We found Barra Track well worn by weather and foot traffic. In places there was little more to it than mud, stones and tree roots. We had expected a gentle walk and instead found ourselves crawling in places where it became abruptly vertical.
The Barra does eventually come down to the river, where a rope wire bridge gives easy access to Mitre Flats. Built in 1988, the hut sat lonely looking in the broad clearing. It was a good size though, with the usual cast iron stove, drying rack and bunks. A serviced hut, it also had in-built gas burners to save you the trouble of lugging one in. But it was too early for us to enjoy any of this and we had decided to push on and attempt to climb Mitre (1571m), the highest peak in the Tararua Range and another three hours from the flats.

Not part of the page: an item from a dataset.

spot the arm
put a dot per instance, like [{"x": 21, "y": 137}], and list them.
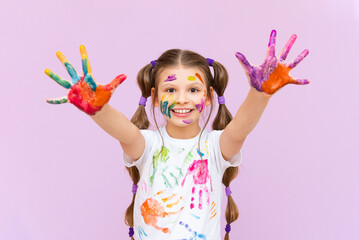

We didn’t have much time after our walk in, so scoffed our packed lunch before heading off again. The guide book said there were no really steep sections on the walk up but immediately we encountered one stretch that matched our criteria for really steep. We rushed up, puffing, to find the track evened out and we could go at a better pace. The track cut through beech and podocarp, and as we got higher the bush became stranger, the trees gnarled and covered with moss – like a forest from Grimm Brothers. Really though, I wasn’t paying too much attention to the forest, by then my only interest was in reaching the top.
We passed through a section of leatherwoods. Once out of it and standing on a scree slope, we could see how far we still had to go. Mitre was off in the distance, further than we had hoped. It sat behind the slightly smaller Peggy’s Peak. Getting there meant tramping higher up the scree to the top of Peggy’s and then over a short saddle that led to the Mitre.
We did more scree climbing, trudging higher and higher with the odd break to admire the views. With Peggy’s Peak still to go, we figured we had another hour to the top of Mitre, and then about three to get down – which would mean a descent in the dark. A change in the weather settled it. As Mitre became shrouded in cloud, we realised it would no longer give us a vantage point and we began the walk back.
By the time we arrived at the hut, rain had set in. We built up the fire and took a cleansing dip in the Waingawa. That evening with candles lit, we had that post-tramp whisky – sipping from tin mugs and talking through our attempt on Mitre – the one that got away and steeper and steeper with each retelling.
We walked out along the Barra Track in grey and drizzly weather. Looking back, the mountain was just a dark patch in the clouds.
It was disappointing to leave it unclimbed, but at least we have an excuse to come back.